What Is Bresaola And How Does It Differ From Other Italian Cured Meats?

Its strikingly gorgeous purple hue should be enough to incite curiosity, but if it isn't, let us be the first to tell you that its deliciously delicate and aromatic profile makes bresaola a one-of-a-kind cured meat. Unlike the typical Italian offerings that fill display cases at delis and decorate charcuterie boards, thinly sliced bresaola is worth seeking out if you're craving charcuterie but are also looking to broaden your cured meat repertoire. 

Similar to other salted and dried meats, bresaola was crafted many centuries ago as a means of preservation. A characteristic by-product of Lombardy's cattle-rich rural valleys, many believe that the word bresaola could stem from the German term brasa, meaning ember, coupled with saola, meaning salt — although local lore suggests bresaola may also be a derivation of brisa, which refers to a piece of salted beef in the alpine dialect. 

Despite being consumed locally for years, the Consorzio di Tutela Bresaola della Valtellina shares that the lean meat was eventually exported to nearby Swiss cities before expanding into more international markets, which is precisely why you should keep an eye out for it at your local salumeria. But before starting your search for this cured meat, let's dive deeper into what makes bresaola unique.

The basics of bresaola production

Although some versions can be made using horse meat or other such proteins, Bresaola della Valtellina I.G.P. (in English, P.D.O. or Protected Designation of Origin) is strictly made from a few specific cuts of beef. In addition to selecting meat from cows aged between 18 months to 4 years, this highly-prized bresaola must also be produced within the Sondrio district of Lombardy. 

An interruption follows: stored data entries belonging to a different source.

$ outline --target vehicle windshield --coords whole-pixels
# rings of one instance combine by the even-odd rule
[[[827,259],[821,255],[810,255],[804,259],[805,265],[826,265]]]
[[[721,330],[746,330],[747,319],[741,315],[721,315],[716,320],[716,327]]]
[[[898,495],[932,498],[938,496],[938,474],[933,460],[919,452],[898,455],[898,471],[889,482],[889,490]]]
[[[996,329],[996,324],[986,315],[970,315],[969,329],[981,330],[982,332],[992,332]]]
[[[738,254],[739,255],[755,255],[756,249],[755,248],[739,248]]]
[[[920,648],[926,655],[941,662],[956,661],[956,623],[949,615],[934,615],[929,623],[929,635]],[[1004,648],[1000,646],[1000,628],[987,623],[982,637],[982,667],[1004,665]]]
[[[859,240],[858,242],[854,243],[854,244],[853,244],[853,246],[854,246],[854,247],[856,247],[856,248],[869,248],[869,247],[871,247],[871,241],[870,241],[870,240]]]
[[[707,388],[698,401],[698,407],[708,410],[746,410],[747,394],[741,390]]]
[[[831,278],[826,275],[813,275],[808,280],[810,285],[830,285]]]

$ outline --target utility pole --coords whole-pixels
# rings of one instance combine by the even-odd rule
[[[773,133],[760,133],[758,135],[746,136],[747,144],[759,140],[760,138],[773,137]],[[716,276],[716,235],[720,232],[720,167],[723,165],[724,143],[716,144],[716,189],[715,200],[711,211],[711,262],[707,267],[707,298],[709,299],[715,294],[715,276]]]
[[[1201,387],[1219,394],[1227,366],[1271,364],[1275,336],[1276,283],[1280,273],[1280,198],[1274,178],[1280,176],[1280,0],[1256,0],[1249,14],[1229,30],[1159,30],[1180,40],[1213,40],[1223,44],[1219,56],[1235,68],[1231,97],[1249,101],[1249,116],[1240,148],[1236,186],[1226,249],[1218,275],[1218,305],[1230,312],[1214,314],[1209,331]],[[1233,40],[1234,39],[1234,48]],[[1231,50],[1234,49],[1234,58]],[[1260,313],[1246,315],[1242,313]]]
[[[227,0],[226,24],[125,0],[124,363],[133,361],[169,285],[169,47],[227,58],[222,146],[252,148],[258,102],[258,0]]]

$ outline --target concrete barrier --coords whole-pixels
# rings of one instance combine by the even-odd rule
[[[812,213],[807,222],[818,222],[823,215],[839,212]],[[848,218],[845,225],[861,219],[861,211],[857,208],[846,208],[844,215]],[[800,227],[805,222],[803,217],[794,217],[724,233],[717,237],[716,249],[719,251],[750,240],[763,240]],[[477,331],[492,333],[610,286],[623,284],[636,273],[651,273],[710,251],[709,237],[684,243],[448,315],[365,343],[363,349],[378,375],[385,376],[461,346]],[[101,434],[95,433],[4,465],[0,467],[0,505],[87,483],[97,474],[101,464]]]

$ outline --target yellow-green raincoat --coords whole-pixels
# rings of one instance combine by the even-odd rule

The consortium explains that once the highest quality pieces of beef are chosen, skilled butchers are responsible for trimming the meat, removing the bulk fat and tendons, and making sure not to pierce the muscle. At this point, the hunks of beef can be massaged with salt and seasoning, which can consist of any number of ingredients, like a touch of wine or sprinkle of sugar to spices like pepper, cinnamon, or juniper berries. After about 10 days, the bresaola is then placed into a casing before it is hung to air-dry. During the span of a week, temperatures must be kept between 12 to 18 degrees Celcius so the meat can properly dehydrate, losing almost half of its volume in the process. But the bresaola isn't ready just yet. 

Left to age for between one and two months, the freshly-made bresaola can now be packaged and sold for our dining pleasure.

Ways to enjoy bresaola

Considering beef bresaola's mild and delicate quality, it can be served on its own (either chilled or at room temperature) to fully taste its subtle sweetness. Alternatively, you could dine as they do in Valtellina and pair the meat with a few curls of butter and local rye bread. But dressing slices with a drizzle of olive oil, lemon juice, and pepper is also a common way to serve the cured meat.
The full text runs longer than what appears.